Clara Washington Bruce
*Clara Washington Bruce was born on this date in 1879. She was a Black lawyer and administrator.
Clara Washington Burrill grew up in a Black middle-class family in Washington, DC, she graduated in 1897 from the city's M Street High School, a segregated school known for its rigorous curriculum and exceptional faculty. After high school, she attended Miner Normal School and then spent a year at Howard University before transferring to Radcliffe College, where she studied history, education, and philosophy.
She left Radcliffe in 1903 without earning her degree to marry Roscoe Bruce, whose father, Blanche Bruce, had been the first Black to serve a full six-year term in the U.S. Senate.
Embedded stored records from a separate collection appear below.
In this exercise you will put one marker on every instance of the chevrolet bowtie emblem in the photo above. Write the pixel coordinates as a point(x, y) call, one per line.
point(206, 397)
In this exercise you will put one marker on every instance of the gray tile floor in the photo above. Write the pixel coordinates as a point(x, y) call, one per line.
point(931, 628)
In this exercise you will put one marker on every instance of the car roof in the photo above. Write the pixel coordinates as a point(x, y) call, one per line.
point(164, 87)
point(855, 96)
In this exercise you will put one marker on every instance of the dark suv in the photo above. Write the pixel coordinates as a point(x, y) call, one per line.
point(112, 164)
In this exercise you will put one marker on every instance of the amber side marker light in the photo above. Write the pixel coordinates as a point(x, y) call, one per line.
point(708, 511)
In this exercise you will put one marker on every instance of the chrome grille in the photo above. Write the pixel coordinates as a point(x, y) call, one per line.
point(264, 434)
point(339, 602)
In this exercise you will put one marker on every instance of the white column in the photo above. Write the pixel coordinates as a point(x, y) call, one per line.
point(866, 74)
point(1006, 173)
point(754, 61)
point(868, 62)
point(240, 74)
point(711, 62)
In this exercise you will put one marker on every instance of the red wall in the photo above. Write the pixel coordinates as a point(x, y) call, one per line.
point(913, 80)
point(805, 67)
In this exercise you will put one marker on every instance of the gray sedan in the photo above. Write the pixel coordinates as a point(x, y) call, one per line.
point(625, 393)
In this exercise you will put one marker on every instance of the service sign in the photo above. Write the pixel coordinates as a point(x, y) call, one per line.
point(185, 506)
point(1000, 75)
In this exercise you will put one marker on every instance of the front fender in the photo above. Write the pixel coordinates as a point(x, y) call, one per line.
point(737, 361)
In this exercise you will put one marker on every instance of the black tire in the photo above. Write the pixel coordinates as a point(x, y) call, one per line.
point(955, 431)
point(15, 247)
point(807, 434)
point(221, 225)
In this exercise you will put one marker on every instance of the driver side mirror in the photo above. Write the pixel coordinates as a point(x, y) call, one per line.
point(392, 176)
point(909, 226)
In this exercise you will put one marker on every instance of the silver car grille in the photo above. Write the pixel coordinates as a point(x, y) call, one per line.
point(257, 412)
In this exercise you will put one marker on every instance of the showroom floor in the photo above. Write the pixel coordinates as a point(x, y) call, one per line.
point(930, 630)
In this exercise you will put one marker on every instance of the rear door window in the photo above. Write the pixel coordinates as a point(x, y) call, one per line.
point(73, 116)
Over the next 20 years, Bruce raised three children and supported her Harvard-educated husband in his career as an administrator at the Tuskegee Institute in Alabama and then as assistant superintendent of Black schools for the District of Columbia.
In 1923, with her children mostly grown, she pursued her longtime ambition of studying law. Bruce excelled at B.U. Law, where she published three articles in the B.U. Law Review served on the student council, ranked first among the seven women in her class, and was editor-in-chief. She was named the 1926 "class day orator" and graduated cum laude. In October 1926, Bruce became the third Black woman admitted to the Massachusetts Bar.
The following year, she and her husband accepted jobs as managers of the Dunbar Garden Apartments in Harlem, a 500-unit complex built by the Rockefeller family to provide housing for New York's middle-class Black families. After the Rockefellers sold the Dunbar in 1936, the Bruces struggled to find suitable employment in New York, an increasingly segregated city where few African Americans held white-collar jobs. Despite (or perhaps because of) these setbacks, Bruce was active in politics—nominated to the New York State Assembly in 1938 but decided not to run—and continued pursuing her love of writing, submitting essays, articles, and poems for publication.
She died on January 22, 1947, and is buried in her hometown of Washington, DC.